Io non so ben ridir com'i' v'intrai,
tant'era pien di sonno a quel punto
che la verace via abbandonai.
Ma poich'i' fui al piè di un colle giunto,
là dove terminava quella valle
che m'avea di paura il cor compunto,
guardai in alto e vidi le sue spalle
vestite già de' raggi del pianeta
che mena dritto altrui per ogne calle.
Allor fu la paura un poco queta,
che nel lago del cor m'era durata
la notte ch'i passai con tanta pieta.
E come quei che con lena affannata,
uscito fuor del pelago a la riva,
si volge a l'acqua perigliosa e guata,
cosìm l'animo mio, ch'ancor fuggiva,
si volse a retro a rimirar lo passo
che non lasciò già mai persona viva.
Poi ch'èi posato un poco il corpo lasso,
ripresi via per la piaggia deserta,
si che 'l piè fermo sempre era 'l più basso.
Ed ecco, quasi al cominciar de l'erta,
una lonza leggera e presta molto,
che di pel macolato era converta;
e non mi si partia dinanzi al volto,
anzi 'mpediva tanto il mio cammino,
ch'i' fui per ritornar più volte vòlto.
Dante Alighieri - Divina Commedia
Inferno - I canto.
Breve sintesi di questi versi:
Dante spiega come ha fatto a ritrovarsi in questa selva scura, il momento in cui vede il sole (Il sole è simbolo di Dio), cerca l'aiuto di Dio e come quella paura nel cuore si placò un pò.
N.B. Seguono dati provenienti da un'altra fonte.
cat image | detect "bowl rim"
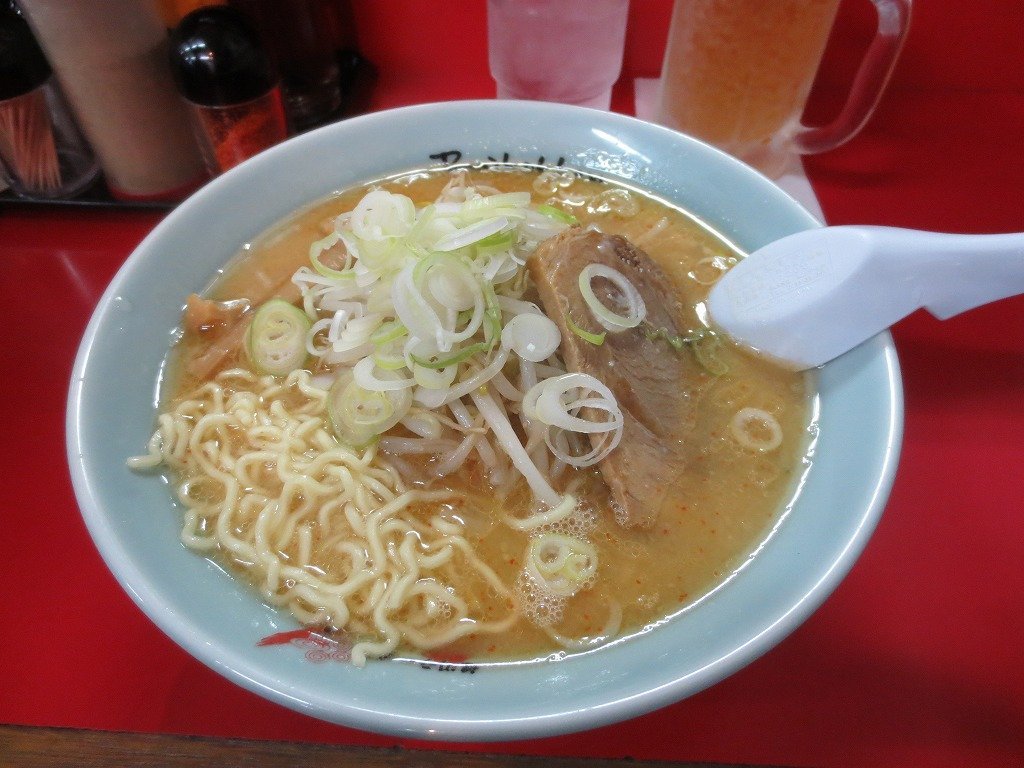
[67,100,903,741]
Il respiro affannoso, l'impulso di fuggire, ma nonostante tutto la sua anima riesce a dare uno sguardo a quel luogo dove nessuna persona è uscita viva. Un immagine di un naufrago che guarda il passato pericolo.
Spiega il cammino in salita e la sua fatica a procedere, fatica fisica e psichica.
L'incontro con la Lonza (un felino di cui parlano i testi del duecento, simile ad un leopardo), che gli impedisce il suo cammino.